Among 200 patients, 109 (54.5%) had early-stage (T1-T2) and 91 (45.5%) had advanced-stage (T3-T4) oral cavity carcinomas. The mean LNR for early-stage tumors was 0.082 ± 0.058, whereas advanced-stage tumors showed a substantially higher mean LNR of 0.186 ± 0.107. The difference was highly significant (Welch t ≈ −8.31, p < 0.001) with a mean difference of +0.104 (95% CI 0.079-0.129), indicating that advanced lesions were associated with greater nodal metastatic burden. When a threshold LNR ≥ 0.12 was applied, 54.9% of advanced tumors versus 30.3% of early tumors exceeded this cutoff (χ² = 18.97, p < 0.001). The absolute risk difference was +23.7% (95% CI 12.5-34.9%) and the relative risk of high-LNR disease for advanced tumors was 1.81 (95% CI 1.33-2.46).
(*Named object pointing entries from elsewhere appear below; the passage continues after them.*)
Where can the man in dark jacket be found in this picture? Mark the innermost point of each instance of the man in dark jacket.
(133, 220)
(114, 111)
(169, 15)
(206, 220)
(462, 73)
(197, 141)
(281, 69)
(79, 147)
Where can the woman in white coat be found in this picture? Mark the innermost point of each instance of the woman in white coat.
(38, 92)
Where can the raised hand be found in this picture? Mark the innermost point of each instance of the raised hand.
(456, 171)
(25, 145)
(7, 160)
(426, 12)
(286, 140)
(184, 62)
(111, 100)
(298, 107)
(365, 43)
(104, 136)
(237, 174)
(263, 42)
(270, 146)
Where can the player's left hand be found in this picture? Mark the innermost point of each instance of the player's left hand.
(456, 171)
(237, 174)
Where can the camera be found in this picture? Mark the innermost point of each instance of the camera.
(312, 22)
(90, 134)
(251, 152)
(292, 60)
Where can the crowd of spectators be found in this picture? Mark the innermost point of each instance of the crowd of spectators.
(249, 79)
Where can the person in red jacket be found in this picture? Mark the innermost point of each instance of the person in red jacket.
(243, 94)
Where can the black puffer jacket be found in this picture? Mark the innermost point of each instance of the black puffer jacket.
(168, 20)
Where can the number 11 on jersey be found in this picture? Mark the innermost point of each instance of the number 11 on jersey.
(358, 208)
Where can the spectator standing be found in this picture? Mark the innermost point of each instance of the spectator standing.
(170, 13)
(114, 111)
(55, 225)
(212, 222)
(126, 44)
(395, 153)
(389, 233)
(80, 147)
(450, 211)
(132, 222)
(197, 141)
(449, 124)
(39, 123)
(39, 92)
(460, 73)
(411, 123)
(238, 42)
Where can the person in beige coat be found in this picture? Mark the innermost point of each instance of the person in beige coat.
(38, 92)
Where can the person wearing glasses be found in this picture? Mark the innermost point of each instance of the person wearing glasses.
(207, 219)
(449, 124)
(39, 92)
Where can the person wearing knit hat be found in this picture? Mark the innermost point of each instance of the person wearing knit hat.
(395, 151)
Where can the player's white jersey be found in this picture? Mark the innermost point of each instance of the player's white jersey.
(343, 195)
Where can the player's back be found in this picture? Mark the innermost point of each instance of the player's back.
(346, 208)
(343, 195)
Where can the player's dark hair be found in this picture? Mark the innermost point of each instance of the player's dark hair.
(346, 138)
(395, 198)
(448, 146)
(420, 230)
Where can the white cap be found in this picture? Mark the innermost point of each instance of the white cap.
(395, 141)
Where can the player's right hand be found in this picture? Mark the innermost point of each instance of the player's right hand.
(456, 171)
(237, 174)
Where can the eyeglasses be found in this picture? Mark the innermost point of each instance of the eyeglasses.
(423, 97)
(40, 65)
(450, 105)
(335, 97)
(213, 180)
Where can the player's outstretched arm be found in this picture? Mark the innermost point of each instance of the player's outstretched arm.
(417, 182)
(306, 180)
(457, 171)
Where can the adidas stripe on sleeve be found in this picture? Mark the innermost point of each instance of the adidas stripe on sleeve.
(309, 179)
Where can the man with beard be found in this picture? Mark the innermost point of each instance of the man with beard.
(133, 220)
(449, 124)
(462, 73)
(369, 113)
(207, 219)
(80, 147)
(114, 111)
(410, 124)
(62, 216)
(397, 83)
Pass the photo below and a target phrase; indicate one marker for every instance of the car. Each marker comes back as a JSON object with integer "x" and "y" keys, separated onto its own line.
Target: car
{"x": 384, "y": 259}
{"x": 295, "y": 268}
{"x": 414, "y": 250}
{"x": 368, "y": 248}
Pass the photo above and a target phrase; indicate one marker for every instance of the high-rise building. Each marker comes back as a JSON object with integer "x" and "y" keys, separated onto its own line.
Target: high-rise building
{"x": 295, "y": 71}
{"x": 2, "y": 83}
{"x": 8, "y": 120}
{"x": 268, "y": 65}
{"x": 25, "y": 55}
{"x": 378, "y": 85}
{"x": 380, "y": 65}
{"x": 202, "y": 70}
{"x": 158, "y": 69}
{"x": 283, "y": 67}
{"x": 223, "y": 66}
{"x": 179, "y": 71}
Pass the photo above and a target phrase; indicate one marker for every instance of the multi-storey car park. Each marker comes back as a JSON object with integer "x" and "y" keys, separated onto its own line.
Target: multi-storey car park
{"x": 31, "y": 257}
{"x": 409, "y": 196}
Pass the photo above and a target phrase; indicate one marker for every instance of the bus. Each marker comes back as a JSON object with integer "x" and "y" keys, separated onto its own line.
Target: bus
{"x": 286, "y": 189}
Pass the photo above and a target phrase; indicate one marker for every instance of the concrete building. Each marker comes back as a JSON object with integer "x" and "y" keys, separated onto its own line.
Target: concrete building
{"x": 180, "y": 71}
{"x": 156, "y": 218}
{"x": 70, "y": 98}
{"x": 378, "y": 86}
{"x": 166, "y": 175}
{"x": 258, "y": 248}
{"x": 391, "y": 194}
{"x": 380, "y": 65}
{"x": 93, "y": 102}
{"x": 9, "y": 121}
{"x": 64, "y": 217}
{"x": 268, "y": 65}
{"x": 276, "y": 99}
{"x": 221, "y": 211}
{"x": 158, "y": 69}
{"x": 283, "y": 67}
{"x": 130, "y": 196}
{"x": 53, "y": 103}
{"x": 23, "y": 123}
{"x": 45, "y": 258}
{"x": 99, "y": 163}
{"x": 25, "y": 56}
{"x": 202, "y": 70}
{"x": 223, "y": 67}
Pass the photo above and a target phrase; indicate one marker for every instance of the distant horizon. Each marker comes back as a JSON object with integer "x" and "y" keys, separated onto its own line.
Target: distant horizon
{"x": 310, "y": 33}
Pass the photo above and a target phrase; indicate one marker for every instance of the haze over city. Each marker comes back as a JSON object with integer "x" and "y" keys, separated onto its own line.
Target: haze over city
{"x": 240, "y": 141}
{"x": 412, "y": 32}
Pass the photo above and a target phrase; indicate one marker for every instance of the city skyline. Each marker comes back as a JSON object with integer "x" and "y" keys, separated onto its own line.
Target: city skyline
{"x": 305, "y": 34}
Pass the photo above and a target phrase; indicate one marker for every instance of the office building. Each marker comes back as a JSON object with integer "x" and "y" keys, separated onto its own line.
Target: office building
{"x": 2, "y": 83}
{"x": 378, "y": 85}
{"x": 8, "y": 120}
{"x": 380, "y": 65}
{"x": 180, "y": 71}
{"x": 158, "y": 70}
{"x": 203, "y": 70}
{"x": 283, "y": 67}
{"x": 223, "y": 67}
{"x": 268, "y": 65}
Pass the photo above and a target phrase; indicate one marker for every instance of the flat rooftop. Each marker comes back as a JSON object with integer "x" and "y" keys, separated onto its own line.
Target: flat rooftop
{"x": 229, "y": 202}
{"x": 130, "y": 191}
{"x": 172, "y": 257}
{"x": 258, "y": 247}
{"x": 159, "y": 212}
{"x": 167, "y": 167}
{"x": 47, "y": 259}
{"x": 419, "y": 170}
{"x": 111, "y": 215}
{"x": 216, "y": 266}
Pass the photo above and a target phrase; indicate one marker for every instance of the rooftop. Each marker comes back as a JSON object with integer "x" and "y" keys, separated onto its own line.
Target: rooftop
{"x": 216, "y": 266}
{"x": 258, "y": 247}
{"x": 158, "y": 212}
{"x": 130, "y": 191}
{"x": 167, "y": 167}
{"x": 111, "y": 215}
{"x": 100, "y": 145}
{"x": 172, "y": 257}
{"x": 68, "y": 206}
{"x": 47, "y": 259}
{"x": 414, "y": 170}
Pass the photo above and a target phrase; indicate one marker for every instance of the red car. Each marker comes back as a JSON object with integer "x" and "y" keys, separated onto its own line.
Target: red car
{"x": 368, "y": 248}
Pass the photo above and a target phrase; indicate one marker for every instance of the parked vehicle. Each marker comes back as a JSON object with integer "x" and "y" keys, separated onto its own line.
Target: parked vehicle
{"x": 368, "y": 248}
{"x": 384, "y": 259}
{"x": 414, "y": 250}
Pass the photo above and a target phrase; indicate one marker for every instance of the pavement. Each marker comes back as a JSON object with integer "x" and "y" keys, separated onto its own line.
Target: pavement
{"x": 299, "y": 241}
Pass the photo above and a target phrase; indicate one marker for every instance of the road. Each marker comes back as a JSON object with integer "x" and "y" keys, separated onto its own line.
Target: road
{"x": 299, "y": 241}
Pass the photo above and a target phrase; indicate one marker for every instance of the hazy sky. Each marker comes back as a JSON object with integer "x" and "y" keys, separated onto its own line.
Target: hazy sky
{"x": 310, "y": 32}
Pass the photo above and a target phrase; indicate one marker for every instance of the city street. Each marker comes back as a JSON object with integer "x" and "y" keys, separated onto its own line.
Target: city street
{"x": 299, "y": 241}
Table 2: Distribution of tumor (T) stages in oral cavity malignancies (N = 200)

Notes: Wilson intervals for proportions. χ² goodness-of-fit evaluates whether the observed four-level distribution deviates from equal shares (exploratory).

The distribution of pathological T stages showed that T2 tumors predominated, comprising 67 cases (33.5%), followed by T3 49 (24.5%), T1 43 (21.5%), and T4 41 (20.5%). Early-stage disease (T1-T2) collectively represented 54.5% (95% CI 47.4-61.4%) of the cohort. A one-sample z-test comparing early-stage frequency to a null proportion of 50% was not significant (z = 1.27, p = 0.205). However, a χ² goodness-of-fit analysis across all four T categories (expected equal distribution) revealed a statistically significant deviation (χ²(3)=8.40, p = 0.038). These results indicate that mid-range lesions, particularly T2, were more common in this series.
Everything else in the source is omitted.